WRIGHT: It varies. A lot of people know me for my BASE jumping work and I love it, but it’s hard to see that so many friends have lost to the sport and I probably won’t be shooting it for a while given all the recent tragedies. Someone asked me if I would stop filming everything together, but if you lose a friend driving, you don’t stop driving. So I’ll come back to that. I also love freediving. I’ve always loved the sea and taken it to the next level and hope to work on that this year.
How do you keep fit to photograph top athletes in such different sports?
It’s all about finding time for your fitness. I love rock climbing, but I know I’m not going to climb 5.14 rated routes. I don’t have the time to train for it. Often it depends on the terrain, but you can usually hike to an overlook to shoot, or if I’m on a really difficult rock I can grab a rope and jump up to get into position. Ultimately, it comes down to having good cardio and strength.
How to free dive and take pictures?
I am limited to 12 meters with my camera equipment. I prepare my camera and make sure it is technically set. You can’t change that super quickly with the water housing. Then it’s time to float on the surface, catch your breath and go down with the athlete.

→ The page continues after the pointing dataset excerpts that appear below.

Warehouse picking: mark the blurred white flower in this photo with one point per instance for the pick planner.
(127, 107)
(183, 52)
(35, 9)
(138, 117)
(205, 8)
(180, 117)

How much time do you have to shoot underwater?
If you’re tracking a specific shot, just keep pacing up and down. First you go downstairs and maybe hang out for a minute. But you get tired and after several dives you might only want to stay down for 10 seconds. You don’t look at the time, you go with your body. Some days when you don’t feel it you might only be down there for 15 seconds or other days you might hang out for a minute or more. For my part, I always want to be down there much longer, but it takes a lot of training.
What do you pay attention to when composing images when taking photos underwater?
My favorite images tend to be very simplified – a single character and the background is almost monochromatic. I want to capture what the athlete is feeling. Sometimes it just plays with the water quality, whether it’s clear or foggy. Other times when we’re diving around caves or reefs I have other things to play with.
What do you like about freediving yourself?
I love meditating on it. It’s nice to eliminate all distractions in your life because when you’re distracted it’s a factor that makes your dives more difficult. Being in the water is like a second home for me. I feel so calm and relaxed.
Women are breaking all kinds of barriers in adventure sports. There are badass female climbers and female skiers, but there don’t seem to be many female adventure photographers. do you notice that And why aren’t there more women in the industry?
Sure it’s something I notice. People ask, “Where are the women?” Well, here we are. But we’re entering a very male-dominated industry. I’m quite competitive and stubborn. I want to be with the best. I want my work to speak for itself. Intimidation can be a factor. I think some people think, ‘I can’t run as fast as those guys, so I don’t deserve to be there,’ but just admit it and hang in there. I’m 28 and I see friends having children and settling down, and I know there are some women who have not pursued their careers after having children. It’s just a different life choice. Some people call me a trailblazer, which makes me uncomfortable because I’m just doing my own thing. I think there’s a wave of younger women emerging in their early 20s and pushing themselves. It might just be a little while before things change in the field. It takes time to get good at photography. And being a freelance photographer is a challenging lifestyle. I haven’t had a home for three and a half years. It scares many people, not only women but also men.